Egan and Soos allege that critics of urban growth containment are possibly attempting to divert attention from the malfeasances of the finance sector and neo-liberal policies on immigration, globalisation and financial market freedom. But this charge could be reversed: it could well be finance sector rentiers as well as significant property rentiers, who are behind-the-scenes “bootleggers” to the growth-containment “Baptists” of the environmental movement. The crowning irony is that Egan and Soos claim that it is the “neo-classical economists” who are turning to blaming growth containment regulations, allegedly from lack of specialist knowledge on land economics, including a lack of understanding of “the private capture of geo-rent”…….! It is the contortions of theory regarding land values that Egan and Soos have presented, and the authors they quote in support, who truly lack this understanding in particular.

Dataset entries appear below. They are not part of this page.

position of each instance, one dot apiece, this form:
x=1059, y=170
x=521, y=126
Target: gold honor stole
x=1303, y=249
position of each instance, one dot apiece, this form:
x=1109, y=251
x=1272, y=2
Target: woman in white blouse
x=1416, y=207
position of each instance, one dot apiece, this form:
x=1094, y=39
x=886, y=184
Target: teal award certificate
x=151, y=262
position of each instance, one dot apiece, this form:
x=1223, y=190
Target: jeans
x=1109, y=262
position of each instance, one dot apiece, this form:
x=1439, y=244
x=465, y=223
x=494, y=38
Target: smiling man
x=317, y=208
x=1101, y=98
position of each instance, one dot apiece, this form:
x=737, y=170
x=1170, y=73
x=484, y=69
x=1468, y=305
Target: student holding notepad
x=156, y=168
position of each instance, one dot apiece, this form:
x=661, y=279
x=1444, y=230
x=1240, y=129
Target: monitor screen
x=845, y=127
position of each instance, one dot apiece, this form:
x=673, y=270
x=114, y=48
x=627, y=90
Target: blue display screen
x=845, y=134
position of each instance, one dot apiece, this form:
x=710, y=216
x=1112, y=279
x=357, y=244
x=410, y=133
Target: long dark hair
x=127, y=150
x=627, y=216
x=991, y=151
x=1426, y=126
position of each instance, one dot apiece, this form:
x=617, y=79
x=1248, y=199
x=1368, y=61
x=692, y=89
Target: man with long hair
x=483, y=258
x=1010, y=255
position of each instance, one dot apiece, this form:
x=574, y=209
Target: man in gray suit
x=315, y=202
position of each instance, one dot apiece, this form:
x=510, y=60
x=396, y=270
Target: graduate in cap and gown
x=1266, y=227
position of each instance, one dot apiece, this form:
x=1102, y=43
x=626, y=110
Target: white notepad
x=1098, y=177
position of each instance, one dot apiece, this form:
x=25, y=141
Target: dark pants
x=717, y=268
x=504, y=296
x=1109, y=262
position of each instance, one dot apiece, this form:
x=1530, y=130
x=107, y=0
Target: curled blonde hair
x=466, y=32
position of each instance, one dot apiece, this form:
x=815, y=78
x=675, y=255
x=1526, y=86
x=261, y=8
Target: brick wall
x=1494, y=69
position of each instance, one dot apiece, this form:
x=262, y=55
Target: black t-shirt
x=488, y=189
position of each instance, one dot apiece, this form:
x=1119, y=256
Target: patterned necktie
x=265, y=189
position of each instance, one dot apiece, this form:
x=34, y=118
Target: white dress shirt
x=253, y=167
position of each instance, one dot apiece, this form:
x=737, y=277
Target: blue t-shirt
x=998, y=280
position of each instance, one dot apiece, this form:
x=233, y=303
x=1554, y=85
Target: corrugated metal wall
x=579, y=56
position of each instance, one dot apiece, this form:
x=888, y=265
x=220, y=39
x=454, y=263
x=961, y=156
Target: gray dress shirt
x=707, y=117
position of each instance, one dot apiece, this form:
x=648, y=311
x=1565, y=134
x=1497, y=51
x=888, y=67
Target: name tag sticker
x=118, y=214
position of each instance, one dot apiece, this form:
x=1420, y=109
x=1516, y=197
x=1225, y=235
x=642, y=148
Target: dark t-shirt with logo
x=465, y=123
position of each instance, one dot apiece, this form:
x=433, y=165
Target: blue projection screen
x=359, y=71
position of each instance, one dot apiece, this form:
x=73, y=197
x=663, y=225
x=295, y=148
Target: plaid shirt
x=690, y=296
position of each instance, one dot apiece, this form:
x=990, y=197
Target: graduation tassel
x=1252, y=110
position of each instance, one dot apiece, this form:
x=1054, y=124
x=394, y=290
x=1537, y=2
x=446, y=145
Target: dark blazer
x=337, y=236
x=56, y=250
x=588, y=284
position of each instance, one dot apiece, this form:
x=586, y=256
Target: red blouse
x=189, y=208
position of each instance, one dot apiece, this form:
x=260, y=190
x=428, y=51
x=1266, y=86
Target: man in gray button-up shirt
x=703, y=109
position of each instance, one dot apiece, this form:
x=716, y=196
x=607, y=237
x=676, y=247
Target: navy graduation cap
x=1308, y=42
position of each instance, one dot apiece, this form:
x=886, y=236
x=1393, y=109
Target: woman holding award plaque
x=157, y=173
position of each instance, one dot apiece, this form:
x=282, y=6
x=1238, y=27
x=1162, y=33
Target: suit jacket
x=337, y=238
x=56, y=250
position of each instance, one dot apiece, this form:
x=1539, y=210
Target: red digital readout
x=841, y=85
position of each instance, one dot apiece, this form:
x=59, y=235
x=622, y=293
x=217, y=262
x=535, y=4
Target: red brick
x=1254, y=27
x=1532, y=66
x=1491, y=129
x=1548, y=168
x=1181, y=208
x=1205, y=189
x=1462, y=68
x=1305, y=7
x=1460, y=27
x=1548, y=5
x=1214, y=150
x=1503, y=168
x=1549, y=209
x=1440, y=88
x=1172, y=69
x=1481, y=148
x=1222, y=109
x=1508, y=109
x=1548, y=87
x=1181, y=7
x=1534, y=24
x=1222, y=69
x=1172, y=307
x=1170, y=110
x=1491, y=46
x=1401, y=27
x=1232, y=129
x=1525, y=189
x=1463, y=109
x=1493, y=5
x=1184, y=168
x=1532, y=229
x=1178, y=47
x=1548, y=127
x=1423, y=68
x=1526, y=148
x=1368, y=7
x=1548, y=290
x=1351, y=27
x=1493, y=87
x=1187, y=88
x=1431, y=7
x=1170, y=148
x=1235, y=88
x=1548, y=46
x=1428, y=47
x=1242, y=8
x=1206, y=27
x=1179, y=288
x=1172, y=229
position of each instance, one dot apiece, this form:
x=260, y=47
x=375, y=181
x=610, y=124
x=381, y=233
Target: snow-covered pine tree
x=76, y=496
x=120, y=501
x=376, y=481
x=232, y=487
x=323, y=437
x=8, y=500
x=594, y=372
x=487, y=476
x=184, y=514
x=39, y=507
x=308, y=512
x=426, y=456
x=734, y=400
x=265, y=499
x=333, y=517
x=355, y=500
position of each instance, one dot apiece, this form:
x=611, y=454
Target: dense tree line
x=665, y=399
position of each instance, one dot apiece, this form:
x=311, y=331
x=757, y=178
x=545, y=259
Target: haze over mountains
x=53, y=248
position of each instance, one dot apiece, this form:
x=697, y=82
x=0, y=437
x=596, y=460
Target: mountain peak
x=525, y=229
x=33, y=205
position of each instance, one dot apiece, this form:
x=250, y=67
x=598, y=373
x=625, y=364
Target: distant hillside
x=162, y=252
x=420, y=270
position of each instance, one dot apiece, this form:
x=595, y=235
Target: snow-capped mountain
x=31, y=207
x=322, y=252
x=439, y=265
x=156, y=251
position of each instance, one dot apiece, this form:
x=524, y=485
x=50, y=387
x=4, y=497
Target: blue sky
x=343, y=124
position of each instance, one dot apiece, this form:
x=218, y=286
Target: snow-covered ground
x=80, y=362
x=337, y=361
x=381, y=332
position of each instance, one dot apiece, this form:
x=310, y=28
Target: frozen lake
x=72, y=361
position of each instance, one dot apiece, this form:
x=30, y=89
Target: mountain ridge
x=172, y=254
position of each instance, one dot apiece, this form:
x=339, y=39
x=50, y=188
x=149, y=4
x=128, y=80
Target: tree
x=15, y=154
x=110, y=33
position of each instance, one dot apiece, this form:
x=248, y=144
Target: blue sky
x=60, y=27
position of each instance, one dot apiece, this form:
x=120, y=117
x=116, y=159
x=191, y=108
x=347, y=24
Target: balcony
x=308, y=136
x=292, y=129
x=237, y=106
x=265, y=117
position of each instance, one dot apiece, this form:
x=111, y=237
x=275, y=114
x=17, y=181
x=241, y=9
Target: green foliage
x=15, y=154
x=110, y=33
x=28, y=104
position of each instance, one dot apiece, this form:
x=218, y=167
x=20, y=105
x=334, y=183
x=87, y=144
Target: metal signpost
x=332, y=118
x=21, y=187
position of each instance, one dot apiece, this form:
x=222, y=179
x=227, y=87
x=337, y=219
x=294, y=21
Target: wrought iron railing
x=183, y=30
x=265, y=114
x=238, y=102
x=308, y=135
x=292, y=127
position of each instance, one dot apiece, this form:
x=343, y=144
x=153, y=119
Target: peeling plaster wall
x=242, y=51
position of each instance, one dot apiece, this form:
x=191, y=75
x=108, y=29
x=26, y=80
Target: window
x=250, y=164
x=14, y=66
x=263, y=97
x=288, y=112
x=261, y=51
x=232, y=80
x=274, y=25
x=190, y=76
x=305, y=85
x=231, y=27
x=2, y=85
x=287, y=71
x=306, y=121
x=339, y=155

Egan and Soos end up making a plethora of recommendations that would be unnecessary if they understood and recommended that the priority reform concerns supply of land for urban growth. Many of the policies we now regard as toxic, are only so in combination with distortions to process of this supply. The many US cities with elastic housing supply, due to an absence of a quota mechanism in the land supply, do not experience negative unintended consequences from basically well-meaning policies like stimulatory low interest rates, the subsidy of first home buyers, tax write-offs of rental property operating losses, the welcoming of good quality immigrants, and the absence of a CGT on housing.
When new house prices are anchored in market freedoms in the same way as the prices of cars and TV’s are, low interest rates actually do stimulate the real economy; first home buyer subsidies actually do benefit first home buyers and increase home ownership; tax write-offs of rental property operating losses actually do encourage the supply of rental housing and enhance rental affordability; the need of increased supply of homes and infrastructure for population growth merely feeds economies of scale; and property capital gains in the long term are unjust due to inflation being the main cause for the “gains” taxed, and in so far as they are due to productivity improvements, they act as a disincentive to productivity improvements.
One of Soos and Egan’s recommendations, is abolition of the ability to write off rental property losses against other income, and imposition of rent controls to ensure that this loss of write-off ability does not result in rents increasing. This is a classic example of “the king, the mice and the cheese” effect in regulations – a regulatory distortion requires another regulation to fix it, which introduces another distortion, which requires another regulation, and so on ad infinitum.